Nov 30, 2021 - World

Honduras elects first female president

Xiomara Castro, then-Presidential Candidate of the Libertad y Refundacion (Libre) Party, celebrates during general elections on November 28, 2021 in Tegucigalpa, Honduras.

Honduran President-elect Xiomara Castro, of the Libertad y Refundacion (Libre) Party, in Tegucigalpa, Honduras, on Sunday. Photo: Inti Ocon/Getty Images

Former Honduras first lady Xiomara Castro is set to become the country's first female president, after the ruling party conceded defeat in the country's elections on Tuesday night, per AP.

Why it matters: The democratic socialist and her Libre Party have broken a 12-year run for the conservative National Party, which U.S. prosecutors alleged fostered a "narco-state," note Axios Latino's Marina E. Franco and Russell Contreras.

Details: The National Party's Tegucigalpa Mayor Nasry Asfura said in a statement that he had congratulated Castro "personally," with about half the votes counted, AP reports.

  • Castro had a 53% share of the votes and Asfura 34%, with 52% of the ballots counted, according to the National Electoral Council, which has 30 days to declare a winner from the day of the election.

What they're saying: U.S. Secretary of State Antony Blinken congratulated Castro soon after Asfura conceded the election.

  • "The United States congratulates the people of Honduras on their election and Xiomara Castro on her historic victory as Honduras’ first female president," Blinken said in a statement. "We look forward to working with the next government of Honduras."

The big picture: Castro will succeed President Juan Orlando Hernández, who's been embroiled in accusations of electoral fraud since the 2017 vote and could face the U.S. justice system after he leaves office in January, Franco and Contreras write.

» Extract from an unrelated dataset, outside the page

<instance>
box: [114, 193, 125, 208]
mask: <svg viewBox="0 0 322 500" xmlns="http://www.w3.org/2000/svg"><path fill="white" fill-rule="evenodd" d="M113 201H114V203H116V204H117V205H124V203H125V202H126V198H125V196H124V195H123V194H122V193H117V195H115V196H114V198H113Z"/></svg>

  • Honduras has essentially been in turmoil practically since 2009, when her husband, then-president Manuel Zelaya, was ousted in a coup over a disagreement with Congress.
  • The country is in the grip of growing unemployment and a shrinking economy amid rising violence and entrenched crime, with officials accused of rampant corruption and of close ties to drug traffickers, per Franco and Contreras.